War ich bis jetzt alleine in der Höhle, so schickt mir der liebe Berggeist jetzt einen freundlichen Italiener mit Taschenlampe, der mir den Steilhang freundlicher Weise ausleuchtet, damit ich den Rückweg wieder finde. Ich möchte überhaupt nicht wissen, was er sich in dieser Situation denkt. Was würde mir durch den Kopf gehen, wenn mir in einer Höhle in absoluter Dunkelheit jemand in 10 Metern Höhe über dem Höhlenboden ohne Taschenlampe entgegengekrabbelt kommt?

Ich erreiche das Tageslicht relativ unversehrt wieder. Lediglich ein paar Schrammen habe ich mir zugezogen. Was ist das schon gegen das Abenteuer, das ich eben erlebt habe? Und gegen die schönen Fotos, die ich, ganz nebenbei, aus der Unterwelt mitbringen durfte? Mein Roller und ich machen uns auf den Rückweg.

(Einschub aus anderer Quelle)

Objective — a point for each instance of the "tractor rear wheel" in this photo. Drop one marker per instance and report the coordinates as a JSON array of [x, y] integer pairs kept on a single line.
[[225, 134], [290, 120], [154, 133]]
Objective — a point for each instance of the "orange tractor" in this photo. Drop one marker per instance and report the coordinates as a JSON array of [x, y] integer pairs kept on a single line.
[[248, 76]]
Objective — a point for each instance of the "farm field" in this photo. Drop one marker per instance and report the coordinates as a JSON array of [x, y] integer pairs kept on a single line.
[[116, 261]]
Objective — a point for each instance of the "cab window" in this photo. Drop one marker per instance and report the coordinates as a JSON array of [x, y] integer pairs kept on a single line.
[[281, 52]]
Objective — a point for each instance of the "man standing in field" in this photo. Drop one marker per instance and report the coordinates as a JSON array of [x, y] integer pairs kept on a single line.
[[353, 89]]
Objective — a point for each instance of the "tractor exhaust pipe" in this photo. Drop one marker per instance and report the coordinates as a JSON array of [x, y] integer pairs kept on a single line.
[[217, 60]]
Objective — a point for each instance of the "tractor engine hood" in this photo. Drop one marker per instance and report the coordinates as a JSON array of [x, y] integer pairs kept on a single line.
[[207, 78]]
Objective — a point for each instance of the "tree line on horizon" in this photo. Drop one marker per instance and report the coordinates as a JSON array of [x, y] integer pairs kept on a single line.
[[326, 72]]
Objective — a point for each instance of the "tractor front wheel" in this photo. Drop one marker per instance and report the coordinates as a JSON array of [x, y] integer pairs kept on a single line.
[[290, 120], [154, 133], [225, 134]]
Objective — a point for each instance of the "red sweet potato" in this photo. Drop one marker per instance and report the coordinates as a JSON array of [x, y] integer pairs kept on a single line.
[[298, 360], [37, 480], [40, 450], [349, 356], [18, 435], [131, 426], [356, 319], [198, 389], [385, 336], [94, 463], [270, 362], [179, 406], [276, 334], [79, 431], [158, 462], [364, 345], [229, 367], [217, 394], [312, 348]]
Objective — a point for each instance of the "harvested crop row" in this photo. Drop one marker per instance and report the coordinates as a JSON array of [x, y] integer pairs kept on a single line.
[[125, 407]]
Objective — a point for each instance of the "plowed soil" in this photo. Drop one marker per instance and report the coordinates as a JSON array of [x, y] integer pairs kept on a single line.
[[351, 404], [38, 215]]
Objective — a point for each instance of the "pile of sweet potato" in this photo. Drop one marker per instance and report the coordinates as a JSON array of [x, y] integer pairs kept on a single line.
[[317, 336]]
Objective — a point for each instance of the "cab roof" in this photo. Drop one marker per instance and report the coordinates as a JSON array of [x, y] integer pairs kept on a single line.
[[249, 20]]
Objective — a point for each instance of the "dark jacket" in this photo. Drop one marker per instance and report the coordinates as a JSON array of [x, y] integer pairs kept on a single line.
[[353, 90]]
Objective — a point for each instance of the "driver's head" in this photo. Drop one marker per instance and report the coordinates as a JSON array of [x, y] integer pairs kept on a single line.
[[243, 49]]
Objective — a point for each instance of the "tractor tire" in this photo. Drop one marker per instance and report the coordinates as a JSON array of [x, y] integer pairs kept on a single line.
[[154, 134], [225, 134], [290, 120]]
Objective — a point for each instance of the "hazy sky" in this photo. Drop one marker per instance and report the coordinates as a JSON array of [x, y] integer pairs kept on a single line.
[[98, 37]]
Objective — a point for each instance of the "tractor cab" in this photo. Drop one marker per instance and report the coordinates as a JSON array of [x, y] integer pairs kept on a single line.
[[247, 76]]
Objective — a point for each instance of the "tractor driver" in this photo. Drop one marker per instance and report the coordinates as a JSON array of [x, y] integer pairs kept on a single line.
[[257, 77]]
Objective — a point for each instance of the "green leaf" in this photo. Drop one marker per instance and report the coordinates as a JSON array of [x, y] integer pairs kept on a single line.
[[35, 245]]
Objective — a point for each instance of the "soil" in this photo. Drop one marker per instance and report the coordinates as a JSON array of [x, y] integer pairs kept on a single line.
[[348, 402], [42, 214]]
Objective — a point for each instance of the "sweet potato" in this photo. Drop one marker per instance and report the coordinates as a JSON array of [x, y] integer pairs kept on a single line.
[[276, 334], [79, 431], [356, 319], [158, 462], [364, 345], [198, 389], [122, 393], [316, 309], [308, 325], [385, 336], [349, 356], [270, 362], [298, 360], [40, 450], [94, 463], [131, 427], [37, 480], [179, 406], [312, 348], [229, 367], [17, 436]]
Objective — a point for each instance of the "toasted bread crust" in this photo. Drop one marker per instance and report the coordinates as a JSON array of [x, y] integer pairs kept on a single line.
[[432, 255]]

Rückweg in die Zivilisation

Kurz bevor wir die Zivilisation wieder erreichen, streift mein Blick ein Loch links oben in der Böschung. Ich wende und schaue mir die Öffnung genauer an. Dass mir das beim Hinweg noch nicht aufgefallen ist! Ich stehe vor einem Höhleneingang, der zugemauert war, aber wieder aufgebrochen wurde.

Wahrscheinlich wurde diese Höhle aus Sicherheitsgründen zugemauert

Diese Herausforderung kann ich mir nicht entgehen lassen und so schlüpfe ich ein zweites Mal an diesem Tag in die Unterwelt der Barbagia. Mittlerweile hat die Kamera neue Batterien und so taste ich mich erneut mit Hilfe der Fotos in der Dunkelheit vorwärts. Auch diese Höhle verfügt über Tropfsteine, so weit ich erkennen kann, was mich aber erschauern lässt, ist zugleich wahrscheinlich der Grund dafür, dass die Höhle nach ihrer Entdeckung zugemauert wurde: sie fällt im Inneren ins Bodenlose. So weit ich anhand der Fotos erkennen kann, verläuft diese Höhle ca. 5 Meter nach dem Eingang vertikal, dass heißt sie hat keine Erkennbare Decke und keinen Boden. Der Blitz erreicht jedenfalls keine reflektierende Fläche mehr. Mit einer Gänsehaut taste ich mich vorsichtig zurück zum Tageslicht. Mein Bedarf an Abenteuer ist gedeckt. Mit einer starken Maglite-Taschenlampe und einem Seil würde ich jetzt nicht umkehren, aber so …

Einblicke in die Unterwelt: Ein tiefes Loch im Boden dieser Höhle führt wahrscheinlich direkt in die Hölle

Gerädert vom Ritt und den Exkursionen in das Innere der Berge komme ich zum Wohnmobil zurück. Die Familie ist ausgeflogen und so kann ich in aller Ruhe meine Wunden lecken und das Erlebte niederschreiben.

Am Abend, nachdem Annemarie und die Kinder von ihrem Planschnachmittag am Fluss zurück sind, die Kinder zu Abend gegessen haben und im Bett sind, füllen wir an der Quelle noch unseren Wassertank und machen uns dann erneut auf den Weg. Langsam geht es weiter Richtung Nordosten – zur Ostküste und Richtung Olbia, wo wir am Montagmorgen gerne unsere Freunde die Breidis und Heidrichs von der Fähre abholen möchten. Zwischen Dorgali und Orosei, auf dem Parkplatz der Grotta di Inspinigoli stellen wir unsere Ferienwohnung für die heutige Nacht auf und gehen zu Bett, jedoch nicht ohne den Wecker auf 6:30 Uhr gestellt zu haben. Für morgen habe ich eine ausgiebige Besichtigungstour in die Umgebung geplant.